October 31, 2003

Neil Asleep In A Chair

This cake is a prime example of the lateral thinking sometimes needed when deciding what to make for someone. My mate Neil is into mountain-biking, walking, dancing to Ricky Martin ;-) and has been quite the market-gardener this year, but none of that lent itself to expression in cake. Neil also has a talent for falling asleep at the end of parties, with his beer still in hand, yet never spills a drop - thankfully Lynne realised that this was a suitably cake-worthy subject, and so I could get on with the task of expressing the idea in sponge.

First off, you need to bake the cake. Had I been able to find my loaf-tin, I think it would've made a better basis for the chair, but I couldn't, and so settled on my 10" square cake tin. See here for the basic sponge recipe. Once baked you should have something similar to this.

Next you must cut the cake. There are four pieces to make up the chair: base, back, and two arms. In the picture, I haven't yet separated the arms, but they will come from the long thin piece. The larger of the other two pieces will form the back.

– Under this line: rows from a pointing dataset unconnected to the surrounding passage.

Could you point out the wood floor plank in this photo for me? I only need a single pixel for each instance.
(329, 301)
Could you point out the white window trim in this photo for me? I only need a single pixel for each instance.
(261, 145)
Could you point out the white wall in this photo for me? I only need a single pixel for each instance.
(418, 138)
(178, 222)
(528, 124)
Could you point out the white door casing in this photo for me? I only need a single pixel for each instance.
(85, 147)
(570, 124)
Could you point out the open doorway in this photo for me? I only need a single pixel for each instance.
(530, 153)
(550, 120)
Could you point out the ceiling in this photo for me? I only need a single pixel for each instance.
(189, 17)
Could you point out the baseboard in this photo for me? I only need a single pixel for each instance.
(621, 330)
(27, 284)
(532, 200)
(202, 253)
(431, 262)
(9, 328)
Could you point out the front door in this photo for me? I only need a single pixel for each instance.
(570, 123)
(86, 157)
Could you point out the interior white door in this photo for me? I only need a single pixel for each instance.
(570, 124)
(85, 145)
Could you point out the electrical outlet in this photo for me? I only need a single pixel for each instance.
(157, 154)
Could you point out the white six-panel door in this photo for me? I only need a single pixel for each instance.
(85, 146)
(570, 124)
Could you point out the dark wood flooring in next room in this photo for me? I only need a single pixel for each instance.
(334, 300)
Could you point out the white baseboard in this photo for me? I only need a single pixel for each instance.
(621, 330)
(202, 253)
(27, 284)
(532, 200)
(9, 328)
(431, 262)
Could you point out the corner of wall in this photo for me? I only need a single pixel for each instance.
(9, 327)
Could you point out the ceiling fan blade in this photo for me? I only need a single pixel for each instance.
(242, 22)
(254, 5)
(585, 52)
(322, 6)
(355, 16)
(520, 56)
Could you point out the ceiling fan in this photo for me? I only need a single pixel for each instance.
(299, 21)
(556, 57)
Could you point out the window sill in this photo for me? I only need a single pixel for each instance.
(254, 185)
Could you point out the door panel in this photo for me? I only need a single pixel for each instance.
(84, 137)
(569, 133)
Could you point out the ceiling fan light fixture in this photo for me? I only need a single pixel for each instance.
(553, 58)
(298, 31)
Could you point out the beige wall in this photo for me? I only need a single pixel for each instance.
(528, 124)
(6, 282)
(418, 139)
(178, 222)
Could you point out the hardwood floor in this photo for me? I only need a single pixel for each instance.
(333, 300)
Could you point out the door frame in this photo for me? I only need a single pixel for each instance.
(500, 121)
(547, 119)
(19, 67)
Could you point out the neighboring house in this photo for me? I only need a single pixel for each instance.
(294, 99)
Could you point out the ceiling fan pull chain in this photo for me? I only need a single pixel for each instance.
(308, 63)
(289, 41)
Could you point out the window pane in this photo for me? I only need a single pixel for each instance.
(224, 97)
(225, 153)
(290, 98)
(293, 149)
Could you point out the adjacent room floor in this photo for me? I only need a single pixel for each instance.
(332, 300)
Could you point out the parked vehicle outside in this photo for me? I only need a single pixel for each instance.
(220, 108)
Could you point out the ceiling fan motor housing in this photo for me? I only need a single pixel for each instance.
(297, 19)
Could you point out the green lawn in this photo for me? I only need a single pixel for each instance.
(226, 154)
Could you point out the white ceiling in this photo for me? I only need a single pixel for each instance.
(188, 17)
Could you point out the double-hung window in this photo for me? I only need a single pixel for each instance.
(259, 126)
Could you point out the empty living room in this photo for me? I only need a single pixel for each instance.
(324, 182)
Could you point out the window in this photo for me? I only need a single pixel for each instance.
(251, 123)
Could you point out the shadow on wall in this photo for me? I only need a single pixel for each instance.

With the cake cut, it makes sense to do a dry-run assembly, to make sure it all fits together okay, while it's still easy enough to make adjustments.

Now you can mix a load of buttercream (I haven't got a recipe for that I'm afraid, I just throw butter, a little milk, and lots of icing sugar into a mixer until I get something of the right consistency. Usually I end up with far too much because I get the consistency wrong to begin with!) and use that to cement the pieces of cake together, and upholster the chair.

Finally, you need to create the marzipan "Neil" to sit on the chair. Break the marzipan into rough proportions ready for colouring: a small amount for the beer can, a bit more for his shoes, more again for his head and hands, and the remainder roughly into two halves, one for his legs and the other for his torso and arms. Once the marzipan is coloured, it's then a case of moulding it to the relevant shapes, and assembling into a person shape. Easier said than done, I know, maybe next time I make a figure I'll take pictures and describe it better. Fine details, like facial features, hair, lettering on the beer can, etc. are best applied in food colouring with a fine paintbrush.

All that remains is to present, and assist in the consumption of, the finished cake.